Con 21 años realizó su primer trabajo en el cine, tras enterarse que la compañía cinematográfica norteamericana Famous Players-Lasky había abierto un estudio en Londres, se ofreció para trabajar como diseñador de los rótulos de las películas mudas. Allí aprendió el oficio paso a paso, mientras, por otro lado, en su vida privada se dedicaba al cuidado exclusivo de su madre.

Tras formarse como guionista, montador y director de arte, dirigió una película incompleta titulada Nº 13 (1922), tres años más tarde ya lanzó su primera película acabada, El jardín de la alegría (1925) registrando su auténtico debut con un drama cuyos temas y estrategias visuales se mostrarían presentes en sus futuras películas.
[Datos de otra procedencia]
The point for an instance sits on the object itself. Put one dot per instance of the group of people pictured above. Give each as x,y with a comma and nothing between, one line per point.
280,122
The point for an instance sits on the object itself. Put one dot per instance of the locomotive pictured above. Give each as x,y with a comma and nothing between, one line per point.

A partir de este momento, Hitchcock comenzó con su primer ciclo de películas realizadas en Inglaterra, entre las que destacamos El enemigo de las rubias (1926), La muchacha de Londres(1929), Asesinato (1930), El hombre que sabía demasiado (1934) y Alarma en el expreso (1938), entre otras..

Tras esta etapa comenzará otra nueva, en Hollywood, donde, al trasladarse, inaugura su nueva vida con la exitosa Rebeca (1940), que logró obtener once dominaciones a los premios Óscar.

El director, continuó desarrollando el género del suspense con otras películas como por ejemplo, Sospecha (1941), Recuerda (1945), Náufragos (1944), Extraños en un tren (1951). Tres años más tarde, continuó su triunfo cinematográfico con tres thrillers, Crimen perfecto (1954), La ventana indiscreta (1954) y con Atrapa a un ladrón (1955).

Después, en la década de los 60, consiguió un auténtico éxito taquillero con la película Psicosis(1960) y siguió cosechando el aplauso de la crítica con Pájaros (1963), Marnie, la ladrona (1964) y Topaz (1969). De los años 70 cabe destacar su intenso thriller Frenesí (1972) o la comedia negra La trama (1976), en la que realizó el último de sus cameos.

En febrero de 1980 la reina Isabel II le otorgó la Orden de Caballero del Imperio Británico. Por desgracia, dos meses después, el 29 de abril, en su casa de Los Angeles, Alfred Hitchcock fallecia por insuficiencia renal, antes que la reina lograra imponer la Orden. Sin embargo, a partir de entonces se le refiere como Sir Alfred Hitchcock.

En general, se puede decir que su obra y su carrera han sido de las más prolíficas y paradigmáticas de la cinematografía mundial, dejando un legado que a día de hoy sigue ejerciendo mucha influencia entre los cineastas.